I had a problem though. If my wife did not go the way, it would be hard to keep my children away from all these things. I also thought about how my children would react. After all, we had educated her over the years that our faith was the right way to go. Every week we took her to the church meeting. We told them how important these meetings were and that Jehovah was glad to attend the meetings.
For the most part, they only had friends in our community with whom they had grown up together. Would you understand that you could not see your friends from now on? How should one explain this consequence to a child? How do you explain to a child that grandma and grandfather might break contact and grow up without these people? Also, I was aware that we would be robbed of our friends – the people we had known and loved for many years. Among Jehovah’s Witnesses, one seeks one’s friends usually only among like-minded ones, on it the organization attaches much value. She is literally warning against making friends in the world.
My wife noticed that something was wrong – that I was hiding something. And on that Saturday in March 2017, she did not let up – biting down firmly. I told her that I just could not talk about what was bothering me. I’m scared to break everything. That worried her even more, of course. I knew, now it had to get out. I started very carefully. Bit by bit, I revealed to her the thoughts that burdened me. She became very calm. In her mind she went through the scenarios that might cause my thoughts.
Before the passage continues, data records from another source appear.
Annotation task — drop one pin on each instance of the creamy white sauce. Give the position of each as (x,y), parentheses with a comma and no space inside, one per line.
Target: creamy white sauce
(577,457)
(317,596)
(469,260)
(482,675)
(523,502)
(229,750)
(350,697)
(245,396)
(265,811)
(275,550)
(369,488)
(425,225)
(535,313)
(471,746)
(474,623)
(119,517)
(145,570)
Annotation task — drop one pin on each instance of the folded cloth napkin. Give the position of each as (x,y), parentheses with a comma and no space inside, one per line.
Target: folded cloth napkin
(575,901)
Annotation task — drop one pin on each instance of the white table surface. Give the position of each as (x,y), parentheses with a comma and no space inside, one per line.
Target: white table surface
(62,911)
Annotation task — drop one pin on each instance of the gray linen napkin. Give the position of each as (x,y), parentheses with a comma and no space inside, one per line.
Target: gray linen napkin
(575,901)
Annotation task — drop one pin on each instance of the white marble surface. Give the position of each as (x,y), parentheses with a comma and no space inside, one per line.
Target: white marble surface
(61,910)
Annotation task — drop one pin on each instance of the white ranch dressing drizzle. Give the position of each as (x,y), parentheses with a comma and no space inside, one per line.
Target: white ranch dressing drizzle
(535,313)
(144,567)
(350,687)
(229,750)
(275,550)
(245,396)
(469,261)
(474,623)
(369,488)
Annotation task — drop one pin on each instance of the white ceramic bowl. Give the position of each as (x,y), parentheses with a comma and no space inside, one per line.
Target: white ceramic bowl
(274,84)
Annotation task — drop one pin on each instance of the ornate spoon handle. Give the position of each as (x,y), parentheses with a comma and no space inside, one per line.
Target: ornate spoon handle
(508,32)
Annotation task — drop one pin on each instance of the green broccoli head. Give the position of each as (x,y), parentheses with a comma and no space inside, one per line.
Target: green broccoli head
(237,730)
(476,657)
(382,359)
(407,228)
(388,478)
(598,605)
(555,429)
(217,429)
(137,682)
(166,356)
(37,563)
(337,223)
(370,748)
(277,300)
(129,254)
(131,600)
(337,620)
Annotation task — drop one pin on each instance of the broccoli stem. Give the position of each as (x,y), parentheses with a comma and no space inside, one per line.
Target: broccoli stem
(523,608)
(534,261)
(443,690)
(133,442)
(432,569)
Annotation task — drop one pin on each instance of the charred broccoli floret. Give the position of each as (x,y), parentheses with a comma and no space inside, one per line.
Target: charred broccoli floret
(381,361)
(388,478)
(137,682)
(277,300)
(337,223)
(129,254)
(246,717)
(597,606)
My wife realized that she would not be able to get me out of my doubts, I had already questioned too much to ever be able to be a convinced witness again. We stood in the kitchen, and she said to me in tears: “I can not go that way with you. We have built up so much. You know you might be destroying our family with it. ”
A report about the author and dropout Oliver Wolschke read here.
Oliver Wolschke lives today with his wife and two children in the south of Berlin. In his book “Jehovah’s Prison,” he tells how he made the exit together with his family.